High-energy asymmetric supercapacitors based on free-standing hierarchical Co–Mo–S nanosheets with enhanced cycling stability

Abstract

Layered transition metal sulfides (TMS) are emerging as advanced materials for energy storage and conversion applications. In this work, we report a facile and cost-effective anion exchange technique to fabricate a layered, multifaceted, free standing, ultra-thin ternary cobalt molybdenum sulfide nanosheet (Co–Mo–S NS) architecture grown on a 3D porous Ni foam substrate. The unique Co–Mo layered double hydroxides are first synthesized as precursors and consequently transformed into ultra-thin Co–Mo–S NS. When employed as an electrode for supercapacitors, the Co–Mo–S NS delivered an ultra-high specific capacitance of 2343 F g⁻¹ at a current density of 1 mA cm⁻² with tremendous rate capability and extraordinary cycling performance (96.6% capacitance retention after 20 000 cycles).

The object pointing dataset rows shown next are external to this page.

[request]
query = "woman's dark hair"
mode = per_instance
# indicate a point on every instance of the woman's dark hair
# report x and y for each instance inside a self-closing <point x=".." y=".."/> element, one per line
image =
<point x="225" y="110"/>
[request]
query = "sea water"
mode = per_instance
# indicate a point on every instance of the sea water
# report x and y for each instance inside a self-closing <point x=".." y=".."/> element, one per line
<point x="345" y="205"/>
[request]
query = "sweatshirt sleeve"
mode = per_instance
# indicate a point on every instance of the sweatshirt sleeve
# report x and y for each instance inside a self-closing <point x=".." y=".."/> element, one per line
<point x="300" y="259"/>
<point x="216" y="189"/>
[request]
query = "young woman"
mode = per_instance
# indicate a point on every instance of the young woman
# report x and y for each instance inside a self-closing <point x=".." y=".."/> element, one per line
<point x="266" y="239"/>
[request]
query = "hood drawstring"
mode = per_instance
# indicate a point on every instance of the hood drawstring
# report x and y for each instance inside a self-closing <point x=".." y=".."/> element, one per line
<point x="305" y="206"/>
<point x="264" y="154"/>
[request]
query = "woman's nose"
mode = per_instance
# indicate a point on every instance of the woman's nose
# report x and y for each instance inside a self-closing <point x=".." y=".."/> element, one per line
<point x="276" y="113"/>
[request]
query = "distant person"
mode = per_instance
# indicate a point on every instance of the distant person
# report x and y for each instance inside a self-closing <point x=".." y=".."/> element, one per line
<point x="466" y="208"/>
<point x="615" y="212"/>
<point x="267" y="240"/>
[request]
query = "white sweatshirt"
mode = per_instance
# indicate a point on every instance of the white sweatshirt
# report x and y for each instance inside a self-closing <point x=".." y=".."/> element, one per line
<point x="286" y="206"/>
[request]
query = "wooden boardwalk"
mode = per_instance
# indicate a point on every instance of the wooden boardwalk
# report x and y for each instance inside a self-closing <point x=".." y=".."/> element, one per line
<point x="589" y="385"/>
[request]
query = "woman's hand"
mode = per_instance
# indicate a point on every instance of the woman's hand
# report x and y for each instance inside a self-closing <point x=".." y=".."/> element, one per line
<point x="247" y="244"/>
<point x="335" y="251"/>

Furthermore, assembled Co–Mo–S/nitrogen doped graphene nanosheets (NGNS) in an asymmetric supercapacitor (ASC) device delivered an excellent energy density of 89.6 Wh kg⁻¹, an amazing power density of 20.07 kW kg⁻¹, and superior cycling performance (86.8% capacitance retention after 50 000 cycles). Such exceptional electrochemical performance of Co–Mo–S NS is ascribed to the good electrical contact with the 3D Ni foam, ultra-high contact area with the electrolyte, and enhanced architectural softening during the charging/discharging process. It is expected that the fabricated, unique, ultra-thin Co–Mo–S NS have great potential for future energy storage devices.